La profesional explicó que, al igual que los veganos, el ortorexo tiene la obsesión de evitar cualquier producto que contenga ingredientes de origen animal y seguramente evitará los huevos, azúcares, lácteos y grasas, lo que lo llevará a evitar comer fuera de su casa porque no podrá estar seguro de que en la casa de un amigo o en un restaurante lo que coma sea completamente sano.
La fijación por la alimentación sana es tal que algunas de sus características son "llevar envases, quedar paralizado en el súper para elegir el brócoli menos tóxico, dejar de concurrir a reuniones sociales donde la comida no sea sana, no sentarse en la mesa con la familia para no ser criticado".
"Esta situación puede llevar a un cierto orgullo, es decir, pueden pensar que son más inteligentes que los demás porque consideran que llevan una alimentación más saludable.
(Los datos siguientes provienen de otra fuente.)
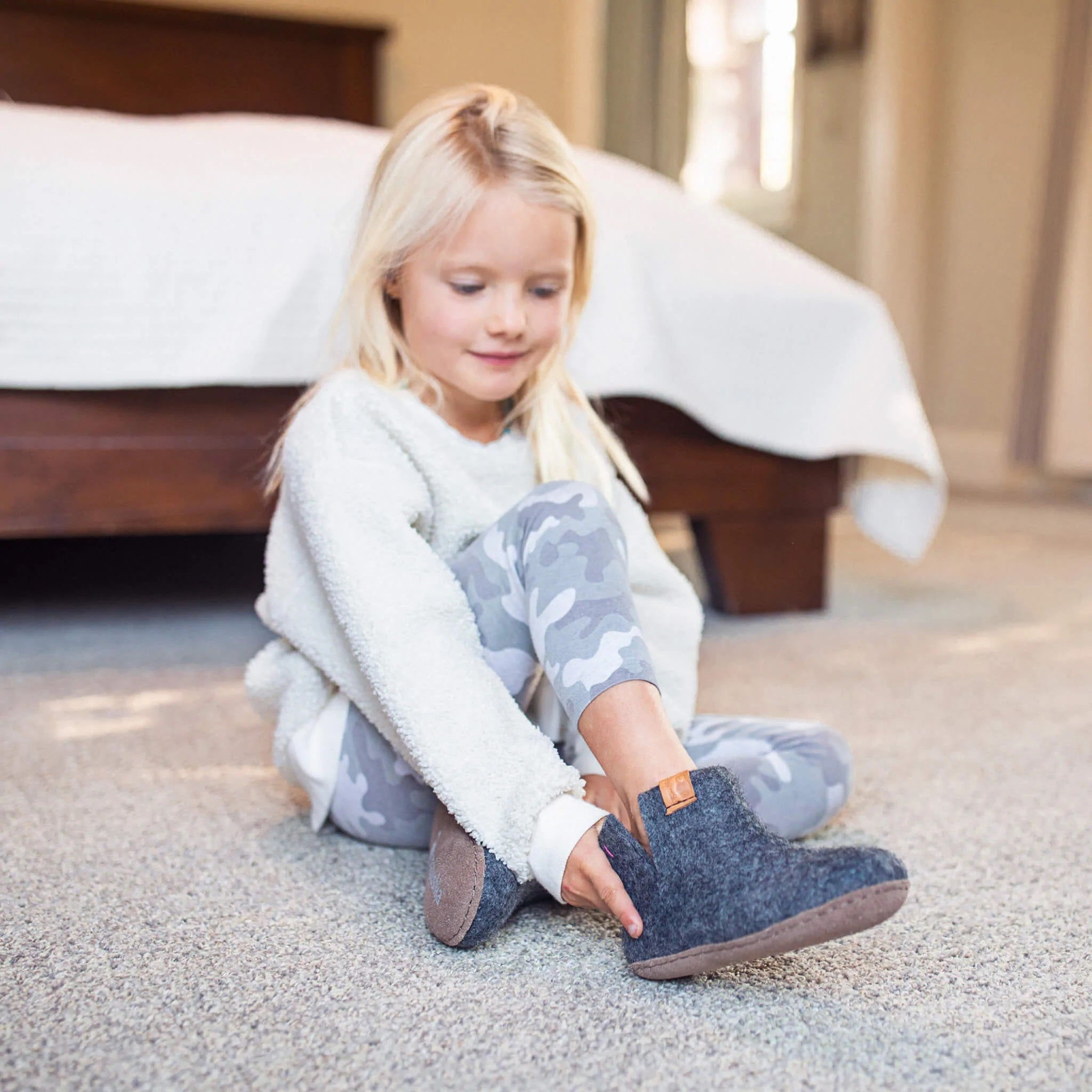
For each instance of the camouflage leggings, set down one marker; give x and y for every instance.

Al mismo tiempo son capaces de sacrificar el gusto o el placer de comer por el hecho de estar comiendo algo que consideran sano o de calidad", explicó Grimberg.
Pero este trastorno alimentario no se termina acá, de manera progresiva la persona irá añadiendo alimentos a su lista de "lo prohibido" y puede llegar a dedicar dos, tres o más horas diarias a organizar su dieta, además de recorrer grandes distancias para conseguir determinados productos por el mero hecho de que son ecológicos. Algunos llegan al extremo de eliminar todos aquellos utensilios que no sean de madera o cerámica.
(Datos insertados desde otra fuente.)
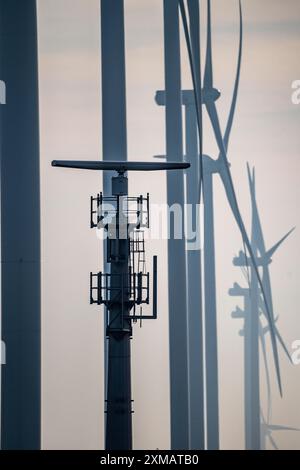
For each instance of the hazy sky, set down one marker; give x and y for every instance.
(265, 134)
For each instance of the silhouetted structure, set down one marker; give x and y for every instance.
(256, 428)
(178, 329)
(20, 227)
(125, 288)
(113, 83)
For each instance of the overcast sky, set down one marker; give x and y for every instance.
(265, 133)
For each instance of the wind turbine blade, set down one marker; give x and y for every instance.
(275, 427)
(231, 196)
(258, 237)
(268, 381)
(273, 443)
(208, 73)
(278, 335)
(197, 88)
(283, 345)
(195, 65)
(236, 84)
(271, 252)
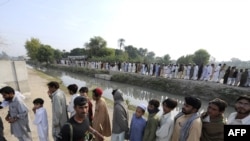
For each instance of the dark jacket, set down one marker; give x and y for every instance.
(120, 114)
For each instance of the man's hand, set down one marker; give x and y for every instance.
(12, 120)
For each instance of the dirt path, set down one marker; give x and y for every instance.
(38, 88)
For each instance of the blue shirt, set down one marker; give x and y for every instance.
(137, 127)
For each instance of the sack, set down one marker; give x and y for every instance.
(127, 134)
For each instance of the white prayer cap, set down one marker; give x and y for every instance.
(2, 85)
(142, 106)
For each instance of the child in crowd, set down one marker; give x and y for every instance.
(153, 120)
(41, 119)
(137, 124)
(84, 92)
(72, 88)
(166, 126)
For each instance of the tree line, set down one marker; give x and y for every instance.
(96, 50)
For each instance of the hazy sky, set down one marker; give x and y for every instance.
(174, 27)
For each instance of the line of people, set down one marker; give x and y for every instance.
(219, 73)
(84, 124)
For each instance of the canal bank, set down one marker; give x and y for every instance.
(201, 89)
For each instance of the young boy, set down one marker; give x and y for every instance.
(84, 92)
(165, 129)
(137, 124)
(72, 88)
(41, 119)
(153, 120)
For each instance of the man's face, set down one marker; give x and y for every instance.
(242, 106)
(84, 94)
(37, 106)
(138, 112)
(165, 108)
(82, 111)
(51, 90)
(93, 96)
(187, 109)
(7, 97)
(213, 110)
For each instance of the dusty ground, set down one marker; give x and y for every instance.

Según la Organización Mundial de la Salud, la ortorexia afecta al 28% de la población de los países occidentales y se prevé que la cifra vaya en aumento dada la psicosis que generan los medios de comunicación en torno a la salubridad de los alimentos que se consumen, a lo que se le suma la tendencia obsesiva o extremista de algunas personas.
Los ortorexos llegan a padecer desequilibrios dietéticos y nutricionales (tienen déficit de vitaminas y minerales, osteoporosis, anemia, hipotensión.) También padecen de ansiedad, depresión, hipocondrías, hipervitaminosis o hipovitaminosis y en aquellos estados más avanzados, sufren de trastornos obsesivos compulsivos con respecto a la alimentación.
Así como en la mayoría de los aspectos de la alimentación, es importante tener en cuenta que la clave reside en la moderación. Cualquier cambio que hagamos en la elección de los alimentos debe hacerse de forma gradual y que encaje con los gustos y estilo de vida de cada uno. Llevar una alimentación sana debe tener un efecto positivo para la salud sin tener que dejar de disfrutar o ver afectadas las relaciones sociales.